Auth handoff with Playwright MCP:

Option A - Persistent profile (simplest):

"args": ["@playwright/mcp@latest", "--user-data-dir", "/path/to/profile"]

User logs into a normal Chrome window using that profile once. The agent uses that profile forever.

Option B - Storage state file:

"args": ["@playwright/mcp@latest", "--storage-state", "/path/to/auth.json"]

Auth was captured separately (e.g., with npx playwright codegen --save-storage).

Option C - Chrome extension bridge:

"args": ["@playwright/mcp@latest", "--extension"]

The agent connects to your currently running Chrome browser tab. Uses whatever session is already active.

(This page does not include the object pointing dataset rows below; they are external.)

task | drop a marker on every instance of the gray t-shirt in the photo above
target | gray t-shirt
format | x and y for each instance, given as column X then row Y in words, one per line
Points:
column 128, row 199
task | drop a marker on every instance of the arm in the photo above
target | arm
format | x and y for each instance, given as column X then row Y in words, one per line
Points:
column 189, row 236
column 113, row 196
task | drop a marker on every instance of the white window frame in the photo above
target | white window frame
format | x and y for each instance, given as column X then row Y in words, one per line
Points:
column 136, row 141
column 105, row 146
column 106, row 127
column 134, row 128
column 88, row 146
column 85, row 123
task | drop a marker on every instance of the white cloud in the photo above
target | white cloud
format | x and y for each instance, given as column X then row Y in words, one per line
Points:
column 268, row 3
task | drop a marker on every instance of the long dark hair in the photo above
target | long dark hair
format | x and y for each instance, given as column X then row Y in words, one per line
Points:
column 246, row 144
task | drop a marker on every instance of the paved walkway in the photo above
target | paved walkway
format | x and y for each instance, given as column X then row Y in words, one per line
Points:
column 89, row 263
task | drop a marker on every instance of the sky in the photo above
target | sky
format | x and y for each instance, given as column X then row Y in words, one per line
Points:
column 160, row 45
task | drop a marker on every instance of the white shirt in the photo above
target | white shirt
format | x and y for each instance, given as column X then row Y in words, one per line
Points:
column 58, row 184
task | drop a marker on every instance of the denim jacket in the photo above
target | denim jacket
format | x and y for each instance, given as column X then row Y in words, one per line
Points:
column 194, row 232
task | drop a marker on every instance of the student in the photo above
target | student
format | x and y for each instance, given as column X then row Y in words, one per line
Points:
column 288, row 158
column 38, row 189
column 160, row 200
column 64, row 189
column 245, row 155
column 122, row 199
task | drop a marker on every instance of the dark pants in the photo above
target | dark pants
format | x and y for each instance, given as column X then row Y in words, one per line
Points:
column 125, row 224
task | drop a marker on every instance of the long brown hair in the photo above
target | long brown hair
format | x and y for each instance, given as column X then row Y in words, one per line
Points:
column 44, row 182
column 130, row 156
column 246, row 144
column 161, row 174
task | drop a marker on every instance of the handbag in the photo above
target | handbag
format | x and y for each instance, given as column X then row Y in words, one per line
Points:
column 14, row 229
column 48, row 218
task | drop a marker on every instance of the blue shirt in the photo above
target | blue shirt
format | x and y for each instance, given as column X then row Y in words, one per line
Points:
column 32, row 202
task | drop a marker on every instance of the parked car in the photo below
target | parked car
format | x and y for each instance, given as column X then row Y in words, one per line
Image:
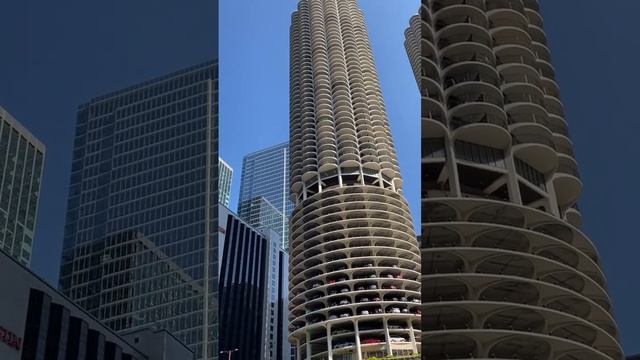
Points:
column 343, row 345
column 340, row 331
column 369, row 341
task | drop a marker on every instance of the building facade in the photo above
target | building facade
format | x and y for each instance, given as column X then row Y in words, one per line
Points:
column 507, row 272
column 142, row 205
column 253, row 290
column 21, row 167
column 265, row 173
column 224, row 183
column 354, row 259
column 37, row 322
column 265, row 217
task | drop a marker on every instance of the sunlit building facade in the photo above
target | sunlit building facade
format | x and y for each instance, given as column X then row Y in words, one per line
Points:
column 265, row 174
column 138, row 249
column 354, row 258
column 21, row 167
column 225, row 179
column 508, row 273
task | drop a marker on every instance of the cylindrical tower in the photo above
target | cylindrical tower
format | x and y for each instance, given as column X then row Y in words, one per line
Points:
column 355, row 263
column 507, row 272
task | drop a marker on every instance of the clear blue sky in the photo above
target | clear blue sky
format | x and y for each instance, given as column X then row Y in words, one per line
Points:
column 254, row 81
column 56, row 55
column 595, row 48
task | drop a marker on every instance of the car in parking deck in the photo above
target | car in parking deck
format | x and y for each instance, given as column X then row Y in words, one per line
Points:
column 369, row 341
column 343, row 345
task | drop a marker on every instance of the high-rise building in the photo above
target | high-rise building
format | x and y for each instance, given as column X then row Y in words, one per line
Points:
column 21, row 166
column 265, row 217
column 355, row 262
column 38, row 322
column 265, row 174
column 224, row 182
column 138, row 249
column 507, row 272
column 253, row 291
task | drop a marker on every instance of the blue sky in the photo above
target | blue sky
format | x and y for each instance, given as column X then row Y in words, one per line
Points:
column 254, row 81
column 57, row 55
column 595, row 50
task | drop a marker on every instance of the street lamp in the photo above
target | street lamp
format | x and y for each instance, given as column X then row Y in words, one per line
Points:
column 228, row 352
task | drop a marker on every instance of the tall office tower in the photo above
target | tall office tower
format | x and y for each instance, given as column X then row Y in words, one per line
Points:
column 507, row 272
column 265, row 173
column 355, row 262
column 225, row 178
column 265, row 217
column 21, row 165
column 253, row 291
column 138, row 249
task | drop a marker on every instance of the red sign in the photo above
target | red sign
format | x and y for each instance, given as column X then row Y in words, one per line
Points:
column 10, row 338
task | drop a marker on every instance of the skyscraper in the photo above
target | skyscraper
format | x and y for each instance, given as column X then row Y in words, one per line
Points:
column 507, row 272
column 138, row 249
column 355, row 262
column 265, row 174
column 253, row 290
column 21, row 165
column 224, row 182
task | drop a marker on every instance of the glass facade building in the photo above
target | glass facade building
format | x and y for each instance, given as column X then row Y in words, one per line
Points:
column 253, row 290
column 265, row 173
column 224, row 182
column 507, row 271
column 142, row 206
column 21, row 166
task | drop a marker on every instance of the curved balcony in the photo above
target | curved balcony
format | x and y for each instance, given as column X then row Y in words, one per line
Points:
column 438, row 5
column 534, row 144
column 566, row 181
column 463, row 33
column 459, row 14
column 470, row 73
column 503, row 17
column 467, row 52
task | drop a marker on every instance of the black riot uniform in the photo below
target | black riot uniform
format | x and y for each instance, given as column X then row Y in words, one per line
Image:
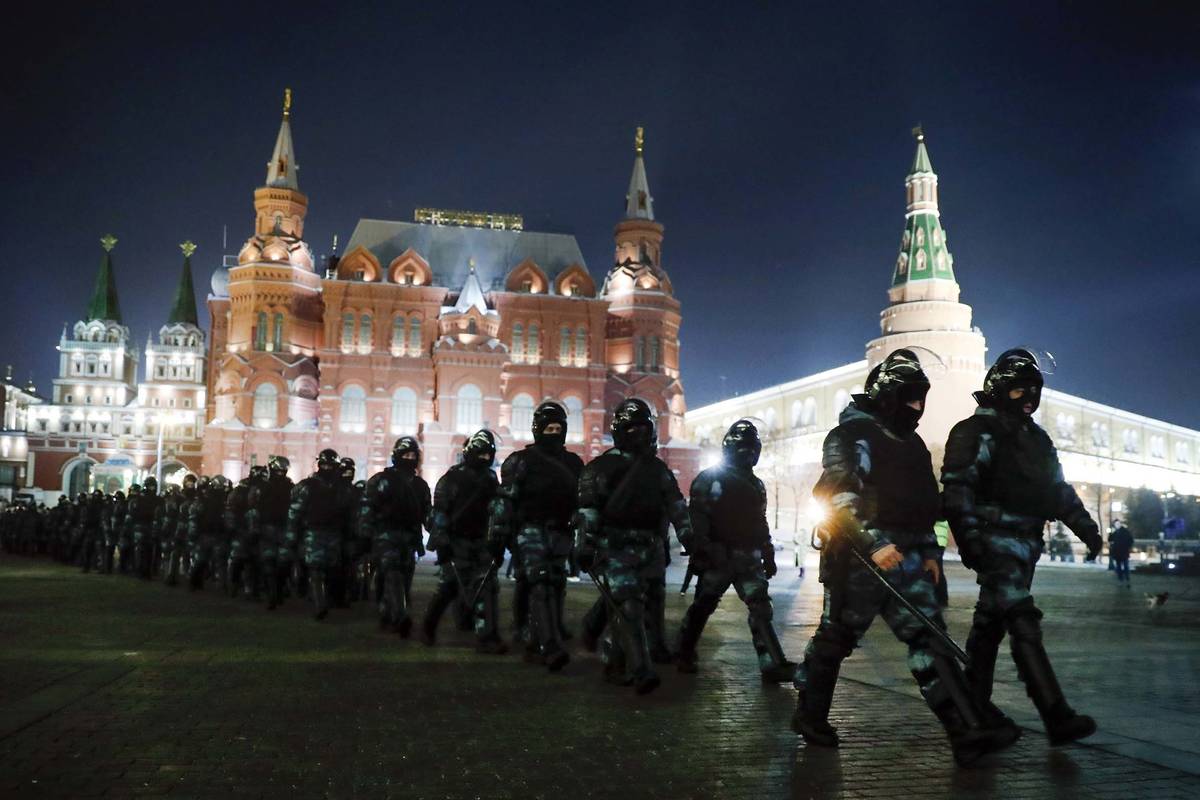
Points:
column 459, row 535
column 268, row 519
column 532, row 516
column 395, row 505
column 879, row 481
column 318, row 516
column 627, row 495
column 731, row 545
column 139, row 523
column 1003, row 481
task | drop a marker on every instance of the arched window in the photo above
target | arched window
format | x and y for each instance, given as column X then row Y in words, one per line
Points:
column 397, row 334
column 574, row 417
column 533, row 349
column 517, row 342
column 267, row 407
column 522, row 416
column 414, row 335
column 581, row 347
column 354, row 409
column 564, row 344
column 403, row 410
column 261, row 331
column 468, row 409
column 365, row 332
column 840, row 400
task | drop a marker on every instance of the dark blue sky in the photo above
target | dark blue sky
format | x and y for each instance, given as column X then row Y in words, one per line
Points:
column 1067, row 140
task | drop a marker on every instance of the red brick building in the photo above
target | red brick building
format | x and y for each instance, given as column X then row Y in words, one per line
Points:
column 433, row 328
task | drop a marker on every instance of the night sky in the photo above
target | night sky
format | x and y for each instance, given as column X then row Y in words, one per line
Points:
column 1066, row 138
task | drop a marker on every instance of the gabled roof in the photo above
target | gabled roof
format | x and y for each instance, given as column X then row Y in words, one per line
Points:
column 449, row 250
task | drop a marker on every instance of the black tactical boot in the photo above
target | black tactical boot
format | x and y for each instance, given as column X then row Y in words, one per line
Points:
column 811, row 717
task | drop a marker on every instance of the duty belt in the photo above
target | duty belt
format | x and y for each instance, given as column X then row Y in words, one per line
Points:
column 622, row 536
column 1020, row 524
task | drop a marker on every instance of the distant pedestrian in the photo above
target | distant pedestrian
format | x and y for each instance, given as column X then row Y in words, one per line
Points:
column 1120, row 546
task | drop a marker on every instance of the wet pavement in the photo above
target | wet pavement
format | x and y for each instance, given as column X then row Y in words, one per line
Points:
column 114, row 687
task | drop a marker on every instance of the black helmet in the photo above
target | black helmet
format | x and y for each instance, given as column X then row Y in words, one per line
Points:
column 403, row 446
column 894, row 383
column 1017, row 368
column 742, row 445
column 479, row 449
column 327, row 459
column 633, row 426
column 546, row 414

Option D - CDP endpoint (connect to running Chrome):

"args": [
  "@playwright/mcp@latest",
  "--cdp-endpoint", "http://localhost:9222"
]

User launches Chrome with --remote-debugging-port=9222, logs in, agent connects to that live session.

Key insight: browser_snapshot returns the accessibility tree as structured text, not a screenshot. This is far more token-efficient for LLM consumption and does not require a vision model.


browser-use (Python)

What it is: A Python library with a CLI and agent API designed specifically for LLM-driven browser automation. The agent receives a high-level task description and plans/executes browser interactions autonomously.

Installation:

pip install browser-use
# or
uv add browser-use
uvx browser-use install  # downloads Chromium

CLI interface (stateful session persists between commands):

browser-use open https://example.com   # navigate
browser-use state                       # list clickable elements by index
browser-use click 5                     # click element #5
browser-use type "search query"         # type text
browser-use screenshot page.png         # capture screen
browser-use close                       # end session

Agent API (LLM controls browser autonomously):

from browser_use import Agent, Browser, ChatBrowserUse
import asyncio

async def run():
    browser = Browser()
    llm = ChatBrowserUse()  # or use OpenAI, Anthropic, etc.
    agent = Agent(
        task="Log into GitHub, go to my notifications, summarize the top 3",
        llm=llm,
        browser=browser,
    )
    result = await agent.run()
    print(result)

asyncio.run(run())

Auth with real Chrome profile:

from browser_use import Browser, BrowserConfig

browser = Browser(config=BrowserConfig(
    chrome_instance_path="/usr/bin/google-chrome",
    # Uses default Chrome profile with existing logins
))

Custom tools extension:

from browser_use import Agent
from browser_use.browser.context import BrowserContext

@agent.action("Read the current page URL and return it")
async def get_current_url(browser: BrowserContext) -> str:
    page = await browser.get_current_page()
    return page.url

Comparison to Playwright MCP: browser-use is more autonomous - you give it a task and it figures out the steps. Playwright MCP gives you individual tool calls (more control, less autonomy). browser-use requires Python; Playwright MCP is language-agnostic.


puppeteer-extra

What it is: Puppeteer with a plugin system. The key plugin is puppeteer-extra-plugin-stealth which patches ~20 bot-detection signals.

Installation:

npm install puppeteer-extra puppeteer-extra-plugin-stealth

Basic usage (still requires scripting, no CLI wrapper):

const puppeteer = require('puppeteer-extra');
const StealthPlugin = require('puppeteer-extra-plugin-stealth');
puppeteer.use(StealthPlugin());

const browser = await puppeteer.launch({ headless: false });
const page = await browser.newPage();
await page.goto('https://example.com');
await page.screenshot({ path: 'screenshot.png' });
await browser.close();

Key note: There is no standalone puppeteer CLI tool for agents. Puppeteer is a library only. For CLI-driven use, Playwright CLI is the better choice. Puppeteer-extra's main value is stealth for avoiding bot detection.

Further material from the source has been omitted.